How many situations do you want to shoot in those four days and what level of production are you looking for? Would you rather cover more pictures with less production value (lighting, hair/make-up, props, wardrobe) or fewer situations with greater production value? (We’d like to cover variations of about a dozen different situations. We’re looking for a “real” look, so the pictures don’t need to be overly produced.)
Will the shoot days be consecutive? (Yes.) Just as you would discount your per image rate for multiple images, it makes sense to offer a lower rate for consecutive shoot days and a higher rate for non-consecutive because you can be more efficient with your own time on consecutive days, and you can typically get better rates from your subs as well.
Do you have a shot/situation list you can send me? (Not yet. We’re still working that out with the video crew. That list will be used as a starting point for the still photographer, and then we’ll work from there. We’d like to do a scouting trip with the photographer to determine which rides/attractions would offer good picture opportunities.)
How many final images do you expect to use? (It’s hard to say how many we’d actually use, but I’d like to see between 30-40 useable images per situation.)
Do you want us to deliver raw or processed files? (We’d like to have raw, color corrected images.) This can be a welcome change from the normal retouching and approval process.
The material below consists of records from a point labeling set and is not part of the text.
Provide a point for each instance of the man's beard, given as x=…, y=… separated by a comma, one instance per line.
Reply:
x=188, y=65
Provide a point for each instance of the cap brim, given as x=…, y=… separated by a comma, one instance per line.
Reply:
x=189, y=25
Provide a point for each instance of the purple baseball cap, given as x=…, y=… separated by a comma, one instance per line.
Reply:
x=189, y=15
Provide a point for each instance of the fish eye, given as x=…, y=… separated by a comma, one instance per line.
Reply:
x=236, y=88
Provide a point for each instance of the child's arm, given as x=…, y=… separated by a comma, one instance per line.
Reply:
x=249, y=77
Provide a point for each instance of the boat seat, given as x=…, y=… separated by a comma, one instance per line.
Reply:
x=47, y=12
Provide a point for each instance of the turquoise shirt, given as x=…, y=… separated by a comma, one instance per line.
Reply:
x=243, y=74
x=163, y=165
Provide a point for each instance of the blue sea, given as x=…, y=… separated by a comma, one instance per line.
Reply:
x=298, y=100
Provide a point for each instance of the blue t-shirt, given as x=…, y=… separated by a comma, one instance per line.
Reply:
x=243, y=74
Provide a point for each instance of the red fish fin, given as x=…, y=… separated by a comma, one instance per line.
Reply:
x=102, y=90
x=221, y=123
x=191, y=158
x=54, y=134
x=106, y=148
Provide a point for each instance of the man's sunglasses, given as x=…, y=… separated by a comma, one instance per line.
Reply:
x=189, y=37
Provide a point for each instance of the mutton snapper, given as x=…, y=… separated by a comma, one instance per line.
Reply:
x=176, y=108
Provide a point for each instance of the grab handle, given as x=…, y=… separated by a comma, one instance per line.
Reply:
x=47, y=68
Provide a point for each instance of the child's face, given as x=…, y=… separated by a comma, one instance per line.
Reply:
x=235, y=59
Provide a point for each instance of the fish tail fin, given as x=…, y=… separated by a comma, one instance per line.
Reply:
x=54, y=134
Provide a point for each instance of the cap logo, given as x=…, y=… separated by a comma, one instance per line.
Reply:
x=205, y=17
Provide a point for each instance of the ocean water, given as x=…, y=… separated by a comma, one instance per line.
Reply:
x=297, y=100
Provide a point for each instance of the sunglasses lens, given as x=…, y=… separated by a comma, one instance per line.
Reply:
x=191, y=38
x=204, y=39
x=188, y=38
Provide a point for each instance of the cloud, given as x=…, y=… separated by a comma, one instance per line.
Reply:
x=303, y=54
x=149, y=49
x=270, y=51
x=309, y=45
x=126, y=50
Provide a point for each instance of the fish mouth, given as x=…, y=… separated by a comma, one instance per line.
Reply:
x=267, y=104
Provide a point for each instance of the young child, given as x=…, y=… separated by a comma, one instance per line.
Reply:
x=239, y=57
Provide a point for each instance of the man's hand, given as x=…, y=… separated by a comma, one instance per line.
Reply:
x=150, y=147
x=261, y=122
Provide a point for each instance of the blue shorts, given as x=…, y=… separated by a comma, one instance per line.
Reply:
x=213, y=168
But the downside is that you are relinquishing control of the final image quality, and your ability to charge a fee to supervise that process as well. The down-side for the client is that they take on the responsibility of that processing, and they risk not getting the full impact of the photographer’s vision.
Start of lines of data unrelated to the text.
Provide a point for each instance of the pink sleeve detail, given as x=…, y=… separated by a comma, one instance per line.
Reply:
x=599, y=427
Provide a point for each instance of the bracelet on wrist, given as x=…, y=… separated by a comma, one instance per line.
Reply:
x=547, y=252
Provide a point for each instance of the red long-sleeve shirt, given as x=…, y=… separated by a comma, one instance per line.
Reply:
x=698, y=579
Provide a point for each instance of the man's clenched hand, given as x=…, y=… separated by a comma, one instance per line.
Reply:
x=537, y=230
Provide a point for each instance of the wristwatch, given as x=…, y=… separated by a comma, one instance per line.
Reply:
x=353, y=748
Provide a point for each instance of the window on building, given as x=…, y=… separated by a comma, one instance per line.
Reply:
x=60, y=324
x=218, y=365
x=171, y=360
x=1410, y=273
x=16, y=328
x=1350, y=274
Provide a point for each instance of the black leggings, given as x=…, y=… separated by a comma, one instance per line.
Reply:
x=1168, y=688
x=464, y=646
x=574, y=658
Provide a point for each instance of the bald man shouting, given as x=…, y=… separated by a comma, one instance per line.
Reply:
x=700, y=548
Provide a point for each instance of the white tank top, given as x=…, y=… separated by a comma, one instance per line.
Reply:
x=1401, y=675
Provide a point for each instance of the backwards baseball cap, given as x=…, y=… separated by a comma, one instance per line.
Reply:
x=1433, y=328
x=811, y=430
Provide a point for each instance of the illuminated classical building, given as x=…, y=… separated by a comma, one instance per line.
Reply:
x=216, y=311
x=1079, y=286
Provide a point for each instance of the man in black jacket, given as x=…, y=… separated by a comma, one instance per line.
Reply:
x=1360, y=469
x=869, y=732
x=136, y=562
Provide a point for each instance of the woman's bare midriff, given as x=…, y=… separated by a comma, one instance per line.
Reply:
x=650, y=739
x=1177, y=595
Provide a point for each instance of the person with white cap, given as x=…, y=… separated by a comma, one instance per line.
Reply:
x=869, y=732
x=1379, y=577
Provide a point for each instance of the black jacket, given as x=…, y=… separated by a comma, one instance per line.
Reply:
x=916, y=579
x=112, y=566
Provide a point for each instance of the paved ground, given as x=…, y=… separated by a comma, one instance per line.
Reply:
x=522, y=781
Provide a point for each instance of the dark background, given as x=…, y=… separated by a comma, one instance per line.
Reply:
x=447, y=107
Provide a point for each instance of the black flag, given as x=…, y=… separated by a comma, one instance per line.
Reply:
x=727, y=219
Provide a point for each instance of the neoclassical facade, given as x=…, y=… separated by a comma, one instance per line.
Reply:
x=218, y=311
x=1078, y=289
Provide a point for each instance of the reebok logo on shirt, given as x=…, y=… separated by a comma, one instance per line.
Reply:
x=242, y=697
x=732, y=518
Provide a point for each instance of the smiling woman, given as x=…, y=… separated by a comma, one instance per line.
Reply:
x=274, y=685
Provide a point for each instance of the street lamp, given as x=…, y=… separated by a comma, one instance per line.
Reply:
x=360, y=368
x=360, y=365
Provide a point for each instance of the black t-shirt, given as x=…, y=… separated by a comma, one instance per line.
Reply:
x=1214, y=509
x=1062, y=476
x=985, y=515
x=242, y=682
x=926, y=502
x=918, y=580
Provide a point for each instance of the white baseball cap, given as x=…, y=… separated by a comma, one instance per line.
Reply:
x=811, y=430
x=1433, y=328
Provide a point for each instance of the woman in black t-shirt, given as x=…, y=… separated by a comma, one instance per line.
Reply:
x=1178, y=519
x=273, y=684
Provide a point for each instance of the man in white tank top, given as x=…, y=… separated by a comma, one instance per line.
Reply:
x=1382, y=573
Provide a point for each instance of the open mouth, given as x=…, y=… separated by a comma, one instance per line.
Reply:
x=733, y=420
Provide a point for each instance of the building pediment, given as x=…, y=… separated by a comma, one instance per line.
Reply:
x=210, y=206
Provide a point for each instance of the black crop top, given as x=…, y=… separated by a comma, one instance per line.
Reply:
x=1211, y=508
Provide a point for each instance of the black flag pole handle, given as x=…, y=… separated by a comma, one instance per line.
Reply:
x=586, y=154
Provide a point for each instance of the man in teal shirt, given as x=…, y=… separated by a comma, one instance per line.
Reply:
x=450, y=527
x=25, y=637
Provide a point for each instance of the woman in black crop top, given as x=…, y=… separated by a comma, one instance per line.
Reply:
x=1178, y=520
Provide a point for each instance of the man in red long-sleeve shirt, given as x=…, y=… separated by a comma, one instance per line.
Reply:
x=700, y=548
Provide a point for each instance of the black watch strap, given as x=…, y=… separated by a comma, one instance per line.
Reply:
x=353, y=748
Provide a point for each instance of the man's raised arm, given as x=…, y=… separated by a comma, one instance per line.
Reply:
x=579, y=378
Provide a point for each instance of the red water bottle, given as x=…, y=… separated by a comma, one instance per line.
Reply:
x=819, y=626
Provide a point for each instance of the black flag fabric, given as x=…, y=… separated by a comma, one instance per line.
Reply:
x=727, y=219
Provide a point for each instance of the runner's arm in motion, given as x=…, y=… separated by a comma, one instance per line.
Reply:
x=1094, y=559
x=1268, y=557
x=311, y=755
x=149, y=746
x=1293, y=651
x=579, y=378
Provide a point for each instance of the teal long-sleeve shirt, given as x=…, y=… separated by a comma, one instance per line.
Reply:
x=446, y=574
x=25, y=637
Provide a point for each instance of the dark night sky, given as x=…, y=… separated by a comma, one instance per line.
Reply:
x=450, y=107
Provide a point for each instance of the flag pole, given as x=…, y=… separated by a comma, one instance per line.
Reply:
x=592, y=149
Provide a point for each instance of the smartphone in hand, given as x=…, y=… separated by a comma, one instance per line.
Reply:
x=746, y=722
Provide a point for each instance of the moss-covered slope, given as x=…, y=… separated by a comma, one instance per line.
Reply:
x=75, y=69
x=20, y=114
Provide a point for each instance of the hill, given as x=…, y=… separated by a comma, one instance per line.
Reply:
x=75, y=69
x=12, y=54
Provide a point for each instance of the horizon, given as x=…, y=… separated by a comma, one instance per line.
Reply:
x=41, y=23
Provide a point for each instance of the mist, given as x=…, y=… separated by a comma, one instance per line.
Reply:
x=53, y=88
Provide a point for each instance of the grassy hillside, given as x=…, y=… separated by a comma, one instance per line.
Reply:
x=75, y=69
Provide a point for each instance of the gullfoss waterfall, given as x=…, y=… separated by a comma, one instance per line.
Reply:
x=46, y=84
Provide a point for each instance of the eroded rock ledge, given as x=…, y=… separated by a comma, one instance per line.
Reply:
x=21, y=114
Thankfully, the art buyer was sensitive to the demands of working with a video crew and was very communicative regarding any overlapping production expenses. (For more on shooting along side a video crew, check out our previous blog post on the subject).
After considering all of the factors, we came to rest on the following:
(By the way, It’s very important for the photographer to convey the licensing to the end client rather than the ad agency. Otherwise, the agency would potentially be in a position to use the pictures for another client without further compensation to the photographer.)
A few notes about our production expenses:
In this case the “grip” was basically a 3rd assistant whose job was to be primarily rigging lights and managing underwater camera housings for the water attractions.
The groomer/wrangler is responsible for making sure the talent was where they needed to be for our shots and ensuring they were camera ready. You have to be careful when working alongside another production. They can handcuff your shoot should they dominate the talent’s time.
It’s unusual to charge for both digital capture and digital tech but due to the high volume of images generated on a shoot like this, the digital tech can’t keep up with the file management. So their job was to bring their workstation and display, transfer images intermittently when not needed on set and during breaks, and process a handful of images for review. This left a fair amount of basic workflow for the photographer after the shoot.